職種と配属部隊
国民を守らない軍隊とは一体何なのか、自衛隊は何から何を守ろうとしているのか、自分達に突き付けられている現実から目をそらしてはいけない。道上は素直にそう思った。どの戦跡にも真っ赤なハイビスカスが咲いていたのが印象的であった。戦史の研修は、米軍が上陸した嘉手納地区、激戦地の前田高地や、嘉数地区、第32軍司令部があった首里城跡や、小禄の海軍司令部跡、第32軍終焉の地区である摩文仁地区等であった。

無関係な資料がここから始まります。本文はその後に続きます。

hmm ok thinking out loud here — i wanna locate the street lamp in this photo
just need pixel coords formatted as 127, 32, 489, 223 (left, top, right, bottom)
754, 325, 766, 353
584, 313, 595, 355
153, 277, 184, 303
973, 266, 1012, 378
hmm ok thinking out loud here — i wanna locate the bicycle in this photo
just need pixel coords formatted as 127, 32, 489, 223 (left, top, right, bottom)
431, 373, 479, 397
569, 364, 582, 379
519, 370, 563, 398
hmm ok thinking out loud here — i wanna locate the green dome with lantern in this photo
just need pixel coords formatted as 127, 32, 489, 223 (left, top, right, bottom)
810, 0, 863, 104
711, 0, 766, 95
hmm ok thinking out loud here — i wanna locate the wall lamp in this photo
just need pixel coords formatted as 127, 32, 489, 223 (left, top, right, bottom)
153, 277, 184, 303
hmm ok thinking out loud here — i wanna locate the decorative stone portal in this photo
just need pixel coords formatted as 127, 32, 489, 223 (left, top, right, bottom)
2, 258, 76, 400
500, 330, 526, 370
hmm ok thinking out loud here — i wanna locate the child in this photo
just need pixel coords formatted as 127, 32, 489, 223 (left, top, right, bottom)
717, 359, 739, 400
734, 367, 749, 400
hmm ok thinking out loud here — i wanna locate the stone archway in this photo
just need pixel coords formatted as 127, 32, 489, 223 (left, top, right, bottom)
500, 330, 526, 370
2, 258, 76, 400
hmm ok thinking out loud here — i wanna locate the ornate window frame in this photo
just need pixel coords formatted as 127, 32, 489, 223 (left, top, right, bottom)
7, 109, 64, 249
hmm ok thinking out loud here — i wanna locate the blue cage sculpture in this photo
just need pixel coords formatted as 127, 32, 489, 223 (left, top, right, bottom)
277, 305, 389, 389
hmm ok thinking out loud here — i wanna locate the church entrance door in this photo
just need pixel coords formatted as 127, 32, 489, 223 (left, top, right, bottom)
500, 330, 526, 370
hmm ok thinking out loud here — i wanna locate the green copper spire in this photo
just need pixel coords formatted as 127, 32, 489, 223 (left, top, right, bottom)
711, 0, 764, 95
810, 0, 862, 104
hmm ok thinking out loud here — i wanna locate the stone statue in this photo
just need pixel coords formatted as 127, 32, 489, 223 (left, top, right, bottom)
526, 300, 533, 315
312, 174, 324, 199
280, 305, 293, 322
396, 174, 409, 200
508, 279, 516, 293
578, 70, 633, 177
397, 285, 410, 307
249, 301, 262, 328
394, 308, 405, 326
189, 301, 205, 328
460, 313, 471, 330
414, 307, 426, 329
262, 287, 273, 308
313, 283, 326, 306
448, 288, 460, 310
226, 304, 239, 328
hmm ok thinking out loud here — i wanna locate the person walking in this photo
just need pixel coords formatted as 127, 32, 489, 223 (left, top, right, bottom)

さて、そんな沖縄研修を終えて、戻ってきた道上達にはいつもの厳しい日常が待っていた。幹部候補生学校の候補生隊舎は、廊下を挟んで自習室と、寝室に分かれている。防衛大学校の学生舎とは異なり、区隊がまとまり一部屋に入る。第3区隊の自習室には27人の机が教室の様に並び、寝室には二段ベッドが14個置かれている。道上達防衛大学校出身者は、この様な環境には慣れており、ストレスを感じる程の事ではない。
夜は全員が、消灯時間直前まで自習室で過ごす。連絡事項や手紙等の配布は当直候補生の仕事である。家族や恋人からの手紙は、色気の少ない幹部候補生学校での生活に彩りを添えてくれる。道上達は、九州の別天地で区隊長の指導よろしく知性も教養も、私物品倉庫入りで、娑婆の殺伐とした情勢から隔離され、国内外情勢も新聞を読んで済ませているが、世情一般の不穏な空気を、感じざるを得ない。
9月の声を聞くと、残暑の中にも秋の気配が感じられる。この季節になると、候補生達の関心は職種と配属部隊に集中する。道上は、防衛大学校1年時に希望する海上要員に成れなかった苦い経験があり、職種だけは何がなんでも一念を通そうと、固く心に期している。陸上自衛隊の職種は、大別すると戦闘職種、戦闘支援職種、後方支援職種に分かれる。戦闘職種は近接戦闘(歩兵・機甲)と、火力戦闘(野戦・高射砲)に任ずる職があり、野戦指揮官を目指している道上は機甲班職種即ち戦車要員を希望していた。